- IATA: none; ICAO: none;

Summary
- Airport type: Private
- Operator: Compañía Occidental Mexicana SA de CV
- Serves: San Marcos
- Location: Mulegé Municipality, Baja California Sur state, Mexicor
- Elevation AMSL: 134 ft / 41 m
- Coordinates: 27°11′15″N 112°04′12″W﻿ / ﻿27.18750°N 112.07000°W
- Interactive map of Isla San Marcos Airstrip

Runways
| Direction | Length |  | Surface |
| ft | m |
| 18/36 | 3,690 | 1,125 | Soil |

= Isla San Marcos Airstrip =

Isla San Marcos Airstrip is a private-use dirt airstrip located on the South coast of Isla San Marcos, Baja California Sur, Mexico, an island located in the Gulf of California.

It is located 10 miles southeast of Santa Rosalía, Municipality of Mulegé.

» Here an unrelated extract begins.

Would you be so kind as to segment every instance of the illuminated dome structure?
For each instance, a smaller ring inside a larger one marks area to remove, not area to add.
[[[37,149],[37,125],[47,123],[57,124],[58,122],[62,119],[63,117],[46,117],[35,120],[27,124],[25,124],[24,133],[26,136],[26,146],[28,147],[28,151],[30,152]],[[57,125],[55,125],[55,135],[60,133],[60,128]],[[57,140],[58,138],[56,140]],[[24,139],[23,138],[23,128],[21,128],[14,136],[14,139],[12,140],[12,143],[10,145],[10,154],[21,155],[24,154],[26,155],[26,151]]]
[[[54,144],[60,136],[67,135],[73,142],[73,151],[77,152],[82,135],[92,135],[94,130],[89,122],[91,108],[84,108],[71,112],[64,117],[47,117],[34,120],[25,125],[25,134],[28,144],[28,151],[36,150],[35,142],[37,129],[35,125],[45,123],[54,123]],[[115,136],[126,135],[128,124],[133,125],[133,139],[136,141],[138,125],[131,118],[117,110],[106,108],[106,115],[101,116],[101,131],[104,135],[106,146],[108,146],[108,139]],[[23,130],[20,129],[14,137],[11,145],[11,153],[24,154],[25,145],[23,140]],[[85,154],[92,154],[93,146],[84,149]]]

The airstrip is handled by "Compañía Occidental Mexicana S.A de C.V.", a mining company that exploits the gypsum deposits that exist on the island.

The airstrip handles national air traffic for the town of San Marcos, the community where the mining company workers and their families live. The airstrip is private-use only, so permission is needed before landing.